URL-Graph is a Neo4j project designed to store and manage relationships between URLs. This graph database allows you to model and query the connections between different web addresses, providing valuable insights into the structure of your web data.
In the world of web data, understanding relationships between URLs is crucial. The URL-Graph project leverages the power of Neo4j to create a graph representation of these relationships, enabling easy navigation and analysis.
- Graph Database: Utilize Neo4j's powerful graph database to model and store URL relationships.
- Cypher Queries: Leverage the expressive Cypher query language to extract valuable insights from the graph.
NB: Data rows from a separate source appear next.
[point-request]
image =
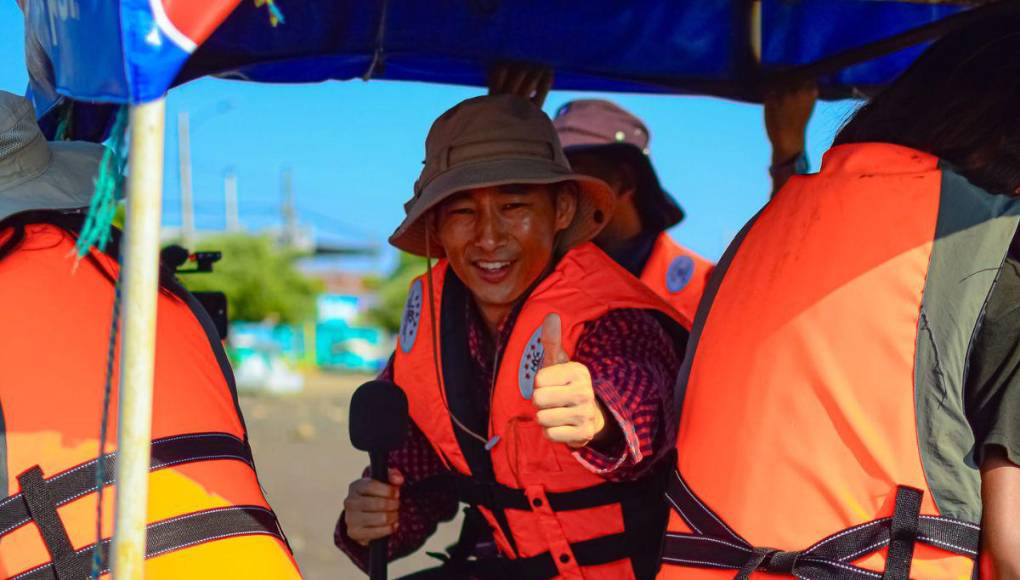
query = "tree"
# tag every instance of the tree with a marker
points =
(260, 279)
(392, 292)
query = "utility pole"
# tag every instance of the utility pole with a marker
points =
(184, 155)
(231, 202)
(288, 212)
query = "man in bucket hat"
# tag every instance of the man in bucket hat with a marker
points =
(539, 373)
(603, 140)
(207, 517)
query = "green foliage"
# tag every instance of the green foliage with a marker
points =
(260, 279)
(392, 292)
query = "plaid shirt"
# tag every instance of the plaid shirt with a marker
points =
(633, 364)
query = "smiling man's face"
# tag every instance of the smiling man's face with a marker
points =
(500, 240)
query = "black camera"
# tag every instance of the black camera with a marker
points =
(214, 303)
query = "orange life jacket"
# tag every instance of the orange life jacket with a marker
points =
(548, 512)
(676, 274)
(207, 517)
(823, 432)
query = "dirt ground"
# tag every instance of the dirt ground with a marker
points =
(305, 463)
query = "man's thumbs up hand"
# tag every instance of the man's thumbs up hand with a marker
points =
(563, 396)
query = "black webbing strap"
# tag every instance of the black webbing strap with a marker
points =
(597, 551)
(642, 497)
(44, 512)
(457, 378)
(904, 530)
(81, 480)
(830, 558)
(176, 533)
(494, 495)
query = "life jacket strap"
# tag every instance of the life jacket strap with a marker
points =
(495, 495)
(714, 544)
(173, 534)
(640, 496)
(81, 480)
(43, 511)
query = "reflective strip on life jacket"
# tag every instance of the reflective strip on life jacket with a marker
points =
(54, 349)
(41, 496)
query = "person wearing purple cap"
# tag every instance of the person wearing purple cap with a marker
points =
(540, 374)
(603, 140)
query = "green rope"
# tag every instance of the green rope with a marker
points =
(63, 126)
(109, 187)
(275, 14)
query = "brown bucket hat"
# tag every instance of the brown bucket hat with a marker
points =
(496, 141)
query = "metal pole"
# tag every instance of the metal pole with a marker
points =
(756, 31)
(289, 213)
(231, 202)
(184, 157)
(138, 344)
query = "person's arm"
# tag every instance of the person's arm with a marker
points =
(786, 114)
(633, 364)
(992, 407)
(1001, 506)
(526, 81)
(409, 517)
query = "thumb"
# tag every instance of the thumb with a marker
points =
(552, 341)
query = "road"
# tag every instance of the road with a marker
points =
(305, 463)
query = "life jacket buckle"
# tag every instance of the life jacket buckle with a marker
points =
(779, 562)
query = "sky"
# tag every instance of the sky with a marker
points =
(354, 150)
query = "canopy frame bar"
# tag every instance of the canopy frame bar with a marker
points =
(138, 341)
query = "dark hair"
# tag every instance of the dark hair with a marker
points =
(70, 222)
(960, 101)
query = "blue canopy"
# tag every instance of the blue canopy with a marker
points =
(132, 51)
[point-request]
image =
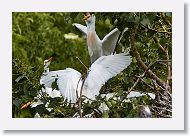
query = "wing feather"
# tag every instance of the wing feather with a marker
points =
(102, 70)
(109, 41)
(82, 28)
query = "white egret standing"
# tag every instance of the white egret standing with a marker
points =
(97, 47)
(70, 83)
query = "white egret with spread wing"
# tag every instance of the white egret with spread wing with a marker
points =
(70, 82)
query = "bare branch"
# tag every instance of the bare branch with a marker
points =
(158, 43)
(141, 63)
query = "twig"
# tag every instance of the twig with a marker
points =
(147, 84)
(141, 63)
(164, 18)
(137, 81)
(162, 108)
(119, 39)
(156, 31)
(159, 45)
(80, 98)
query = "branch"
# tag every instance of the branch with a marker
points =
(159, 45)
(141, 63)
(156, 31)
(119, 39)
(165, 19)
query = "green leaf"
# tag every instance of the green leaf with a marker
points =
(17, 102)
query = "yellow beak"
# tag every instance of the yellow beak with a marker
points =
(50, 59)
(86, 17)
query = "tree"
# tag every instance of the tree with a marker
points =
(37, 36)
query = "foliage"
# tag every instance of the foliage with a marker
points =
(38, 36)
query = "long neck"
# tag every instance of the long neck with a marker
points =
(46, 68)
(91, 26)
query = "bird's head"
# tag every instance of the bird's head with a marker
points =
(48, 61)
(88, 18)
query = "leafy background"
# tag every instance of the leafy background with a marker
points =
(38, 36)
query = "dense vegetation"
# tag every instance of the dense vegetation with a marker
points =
(38, 36)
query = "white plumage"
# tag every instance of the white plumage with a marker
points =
(69, 81)
(97, 47)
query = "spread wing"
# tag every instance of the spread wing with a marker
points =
(109, 41)
(67, 81)
(82, 28)
(102, 70)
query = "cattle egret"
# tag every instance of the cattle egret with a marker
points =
(97, 47)
(70, 82)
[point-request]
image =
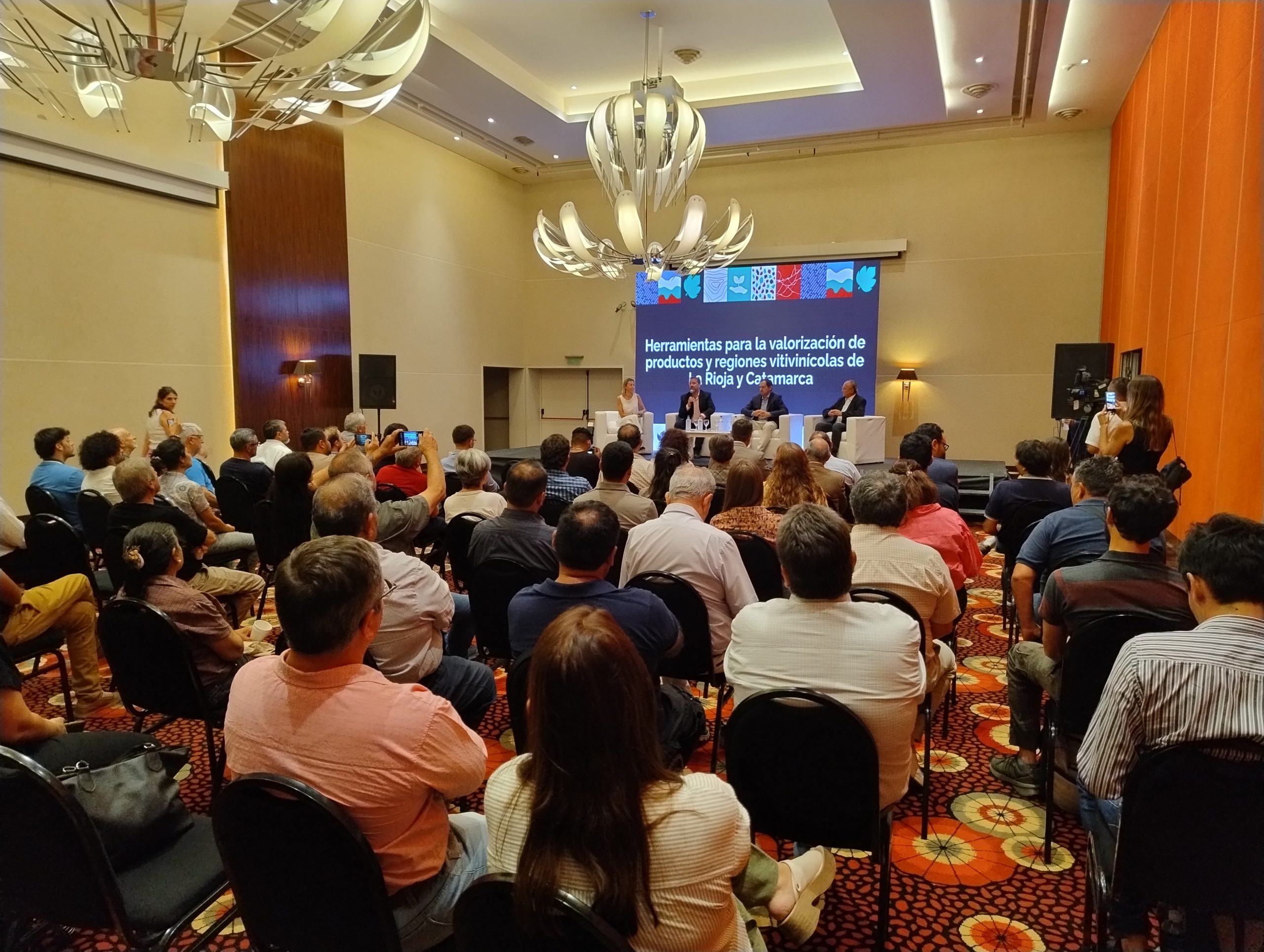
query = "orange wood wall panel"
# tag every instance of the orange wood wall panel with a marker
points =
(1184, 254)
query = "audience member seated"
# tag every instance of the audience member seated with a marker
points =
(555, 456)
(667, 462)
(138, 484)
(1033, 484)
(1176, 687)
(99, 454)
(405, 472)
(682, 543)
(67, 605)
(243, 466)
(942, 529)
(316, 445)
(790, 481)
(642, 470)
(912, 571)
(612, 488)
(152, 559)
(402, 521)
(744, 504)
(587, 543)
(1068, 536)
(667, 860)
(585, 461)
(520, 533)
(389, 754)
(472, 470)
(942, 471)
(191, 436)
(418, 607)
(463, 439)
(719, 456)
(831, 483)
(276, 443)
(864, 655)
(1143, 430)
(53, 447)
(1127, 578)
(171, 462)
(291, 500)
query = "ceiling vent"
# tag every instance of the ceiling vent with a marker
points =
(980, 89)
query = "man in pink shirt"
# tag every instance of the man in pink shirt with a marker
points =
(387, 753)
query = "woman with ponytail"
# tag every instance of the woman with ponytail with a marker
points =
(152, 555)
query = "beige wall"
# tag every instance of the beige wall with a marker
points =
(108, 294)
(1005, 260)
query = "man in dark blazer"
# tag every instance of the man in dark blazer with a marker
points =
(837, 414)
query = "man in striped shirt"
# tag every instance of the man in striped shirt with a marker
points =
(1181, 686)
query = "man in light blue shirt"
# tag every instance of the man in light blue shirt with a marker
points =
(53, 447)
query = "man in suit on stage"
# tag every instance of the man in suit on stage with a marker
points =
(764, 410)
(836, 415)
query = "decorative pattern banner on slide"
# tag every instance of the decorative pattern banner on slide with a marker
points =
(806, 326)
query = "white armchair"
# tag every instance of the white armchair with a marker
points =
(606, 429)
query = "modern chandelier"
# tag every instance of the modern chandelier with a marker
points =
(329, 61)
(644, 145)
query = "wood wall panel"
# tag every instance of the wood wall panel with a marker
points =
(286, 217)
(1184, 244)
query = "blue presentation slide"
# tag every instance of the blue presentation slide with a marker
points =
(806, 326)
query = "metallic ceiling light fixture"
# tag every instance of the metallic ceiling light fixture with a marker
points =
(337, 62)
(644, 146)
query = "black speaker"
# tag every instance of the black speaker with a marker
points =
(377, 382)
(1098, 359)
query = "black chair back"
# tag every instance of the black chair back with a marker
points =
(552, 510)
(459, 531)
(762, 567)
(829, 793)
(1192, 831)
(492, 585)
(694, 662)
(42, 502)
(516, 691)
(52, 864)
(94, 515)
(484, 922)
(150, 660)
(1086, 663)
(237, 505)
(304, 876)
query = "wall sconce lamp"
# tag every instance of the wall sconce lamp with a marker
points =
(907, 378)
(304, 371)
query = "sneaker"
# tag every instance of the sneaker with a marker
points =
(1027, 779)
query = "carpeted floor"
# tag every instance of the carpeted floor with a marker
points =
(978, 883)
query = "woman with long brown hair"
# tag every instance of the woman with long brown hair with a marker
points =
(1145, 430)
(593, 811)
(744, 504)
(790, 481)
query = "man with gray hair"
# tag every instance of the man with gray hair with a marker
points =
(912, 571)
(682, 543)
(418, 607)
(861, 654)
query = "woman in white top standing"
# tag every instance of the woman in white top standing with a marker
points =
(162, 421)
(630, 404)
(594, 804)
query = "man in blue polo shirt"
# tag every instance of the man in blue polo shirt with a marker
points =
(53, 447)
(1066, 538)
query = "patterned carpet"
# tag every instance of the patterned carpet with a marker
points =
(978, 883)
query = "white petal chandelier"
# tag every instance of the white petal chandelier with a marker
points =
(644, 145)
(329, 61)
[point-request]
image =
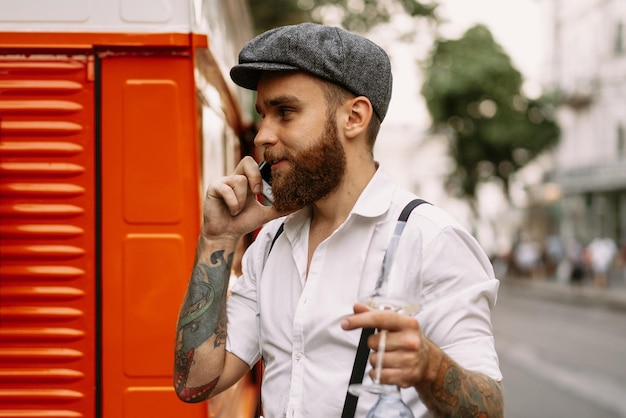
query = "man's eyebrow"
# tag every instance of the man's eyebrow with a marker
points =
(280, 101)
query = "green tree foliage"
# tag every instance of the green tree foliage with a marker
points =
(356, 15)
(473, 92)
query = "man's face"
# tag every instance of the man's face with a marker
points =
(300, 139)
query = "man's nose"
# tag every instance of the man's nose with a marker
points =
(266, 135)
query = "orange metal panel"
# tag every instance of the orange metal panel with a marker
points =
(47, 246)
(88, 40)
(150, 224)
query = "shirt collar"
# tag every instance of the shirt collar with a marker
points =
(374, 200)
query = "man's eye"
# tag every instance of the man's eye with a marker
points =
(283, 111)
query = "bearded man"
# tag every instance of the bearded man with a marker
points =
(322, 94)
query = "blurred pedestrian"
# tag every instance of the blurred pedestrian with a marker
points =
(602, 252)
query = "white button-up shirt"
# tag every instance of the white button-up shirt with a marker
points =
(293, 320)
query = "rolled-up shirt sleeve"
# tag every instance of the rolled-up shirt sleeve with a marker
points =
(459, 290)
(243, 328)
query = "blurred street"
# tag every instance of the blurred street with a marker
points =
(562, 349)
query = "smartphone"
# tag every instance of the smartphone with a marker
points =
(266, 174)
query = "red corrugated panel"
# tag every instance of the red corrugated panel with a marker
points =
(47, 243)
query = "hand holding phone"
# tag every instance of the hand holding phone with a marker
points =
(266, 174)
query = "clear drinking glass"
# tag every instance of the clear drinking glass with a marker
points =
(400, 294)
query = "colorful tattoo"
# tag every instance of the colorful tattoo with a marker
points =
(466, 394)
(202, 317)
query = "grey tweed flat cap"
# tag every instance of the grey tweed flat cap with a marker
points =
(330, 53)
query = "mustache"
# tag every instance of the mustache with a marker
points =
(273, 157)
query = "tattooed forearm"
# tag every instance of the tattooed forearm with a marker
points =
(460, 393)
(202, 319)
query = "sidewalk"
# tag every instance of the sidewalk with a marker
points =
(613, 297)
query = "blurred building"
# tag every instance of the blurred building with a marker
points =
(587, 73)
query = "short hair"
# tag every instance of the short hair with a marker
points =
(336, 95)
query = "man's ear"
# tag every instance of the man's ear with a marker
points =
(359, 113)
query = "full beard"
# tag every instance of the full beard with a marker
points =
(314, 173)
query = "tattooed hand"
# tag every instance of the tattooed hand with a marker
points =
(231, 208)
(412, 360)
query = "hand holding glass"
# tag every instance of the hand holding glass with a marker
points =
(399, 294)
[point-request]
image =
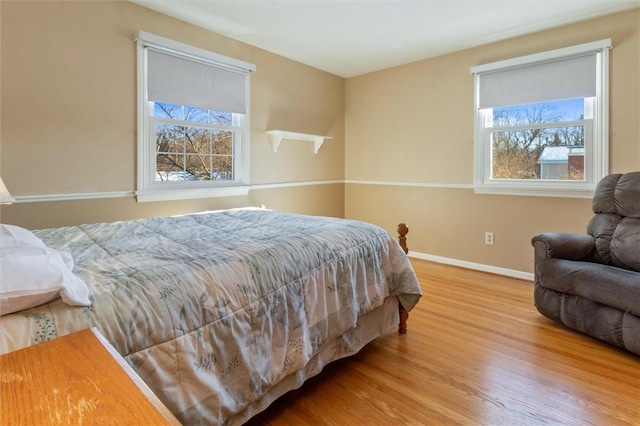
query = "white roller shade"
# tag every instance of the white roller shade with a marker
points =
(182, 81)
(567, 78)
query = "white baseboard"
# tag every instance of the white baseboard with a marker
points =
(471, 265)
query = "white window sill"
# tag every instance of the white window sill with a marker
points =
(188, 194)
(566, 191)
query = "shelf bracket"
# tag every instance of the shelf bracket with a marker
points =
(276, 136)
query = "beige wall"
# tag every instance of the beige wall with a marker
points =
(68, 126)
(69, 115)
(414, 124)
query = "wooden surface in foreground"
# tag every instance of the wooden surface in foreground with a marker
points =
(477, 353)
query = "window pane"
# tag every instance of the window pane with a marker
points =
(198, 167)
(170, 167)
(197, 115)
(222, 142)
(169, 138)
(545, 112)
(167, 110)
(222, 168)
(198, 140)
(538, 153)
(220, 117)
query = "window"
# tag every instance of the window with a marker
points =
(542, 123)
(193, 121)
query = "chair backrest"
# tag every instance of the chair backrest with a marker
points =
(616, 224)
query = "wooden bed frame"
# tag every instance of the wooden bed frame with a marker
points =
(403, 230)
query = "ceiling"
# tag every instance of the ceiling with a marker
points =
(353, 37)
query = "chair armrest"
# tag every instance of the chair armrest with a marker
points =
(564, 246)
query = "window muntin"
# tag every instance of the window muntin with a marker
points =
(185, 149)
(541, 141)
(509, 94)
(193, 144)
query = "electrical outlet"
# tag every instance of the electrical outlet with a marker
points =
(488, 238)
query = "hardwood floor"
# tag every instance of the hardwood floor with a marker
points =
(477, 353)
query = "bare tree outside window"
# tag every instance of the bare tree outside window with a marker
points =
(189, 147)
(538, 141)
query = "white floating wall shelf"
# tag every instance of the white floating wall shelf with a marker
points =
(276, 136)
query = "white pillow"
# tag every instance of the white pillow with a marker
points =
(31, 276)
(14, 236)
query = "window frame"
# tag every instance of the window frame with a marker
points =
(596, 134)
(148, 189)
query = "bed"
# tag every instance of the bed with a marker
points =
(220, 313)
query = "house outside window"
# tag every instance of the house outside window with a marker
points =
(193, 122)
(541, 123)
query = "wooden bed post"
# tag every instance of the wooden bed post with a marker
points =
(403, 230)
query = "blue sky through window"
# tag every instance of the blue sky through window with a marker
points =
(563, 110)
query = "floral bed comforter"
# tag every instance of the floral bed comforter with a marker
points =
(215, 310)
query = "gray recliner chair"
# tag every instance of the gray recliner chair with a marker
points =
(591, 283)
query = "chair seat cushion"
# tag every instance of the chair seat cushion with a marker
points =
(608, 285)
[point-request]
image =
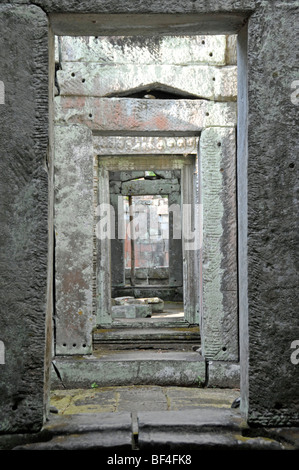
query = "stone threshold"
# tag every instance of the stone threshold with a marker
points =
(156, 432)
(134, 367)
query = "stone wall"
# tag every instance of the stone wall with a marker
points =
(173, 85)
(267, 183)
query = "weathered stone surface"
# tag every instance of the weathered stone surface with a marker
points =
(130, 310)
(132, 368)
(74, 225)
(156, 304)
(144, 50)
(223, 374)
(130, 145)
(135, 115)
(24, 214)
(86, 432)
(219, 252)
(92, 79)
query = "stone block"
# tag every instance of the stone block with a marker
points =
(219, 253)
(74, 225)
(130, 145)
(91, 79)
(25, 239)
(145, 50)
(131, 311)
(137, 115)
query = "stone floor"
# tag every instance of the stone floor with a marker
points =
(150, 420)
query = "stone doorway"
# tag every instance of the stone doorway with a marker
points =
(98, 134)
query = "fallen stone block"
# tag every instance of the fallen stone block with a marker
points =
(131, 311)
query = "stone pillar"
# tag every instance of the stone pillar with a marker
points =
(219, 245)
(74, 239)
(24, 217)
(271, 388)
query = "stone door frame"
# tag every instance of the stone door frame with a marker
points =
(186, 164)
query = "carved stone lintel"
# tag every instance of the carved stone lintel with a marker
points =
(118, 145)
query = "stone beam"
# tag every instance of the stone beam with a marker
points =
(219, 327)
(171, 50)
(202, 81)
(74, 219)
(139, 115)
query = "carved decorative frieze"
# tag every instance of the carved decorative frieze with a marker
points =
(118, 145)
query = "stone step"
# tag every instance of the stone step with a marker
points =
(152, 432)
(117, 368)
(150, 335)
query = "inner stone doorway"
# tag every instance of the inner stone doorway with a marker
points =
(147, 202)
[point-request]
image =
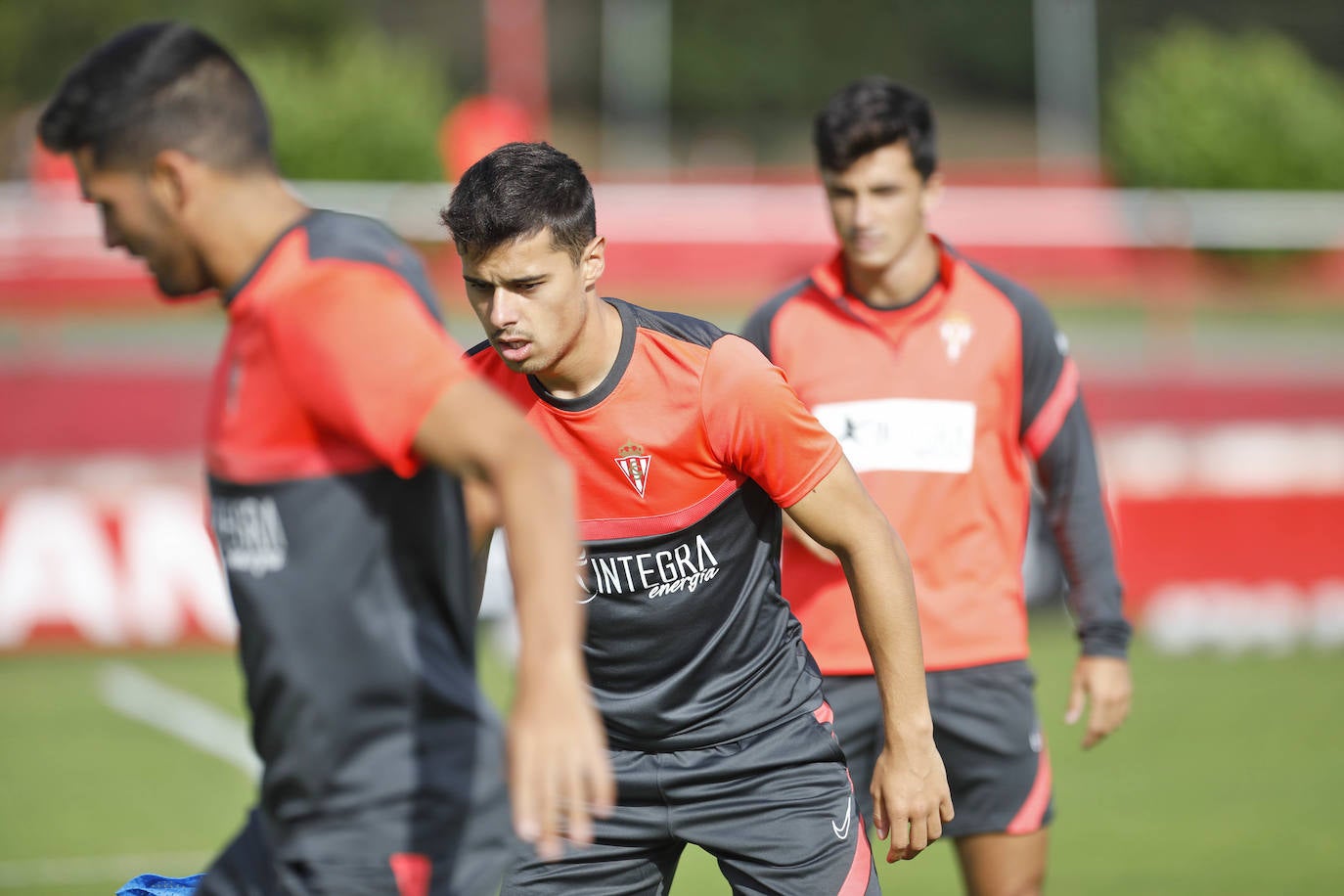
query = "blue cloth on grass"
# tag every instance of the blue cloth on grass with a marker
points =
(157, 885)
Before you begin, ensure you have the following prerequisites installed:
- Neo4j Database Download Neo4j
- Python Download Python
- Clone the repository:
git clone https://github.com/KingAkeem/url-graph.git
- Install dependencies:
cd url-graph
pip install -r requirements.txt
Update the configuration file with your Neo4j connection details (config.yml):
neo4j:
uri: bolt://localhost:7687
username: your-username
password: your-password
-
Start the Neo4j database, this will be based on the OS that you're using. Check Neo4j instructions for further explanation.
-
Execute the application
python main.py -u https://www.example.com -d 3 # -u/--url to specify URI and -d/--depth to specify depth of graph
Will dockerize project at some point.
Browser URL: http://localhost:7474/browser/
// Example Cypher Query to find relationships for a specific URL
MATCH (n:Node {url: 'https://example.com'})
-[relationship:parent]-()
RETURN n, relationship;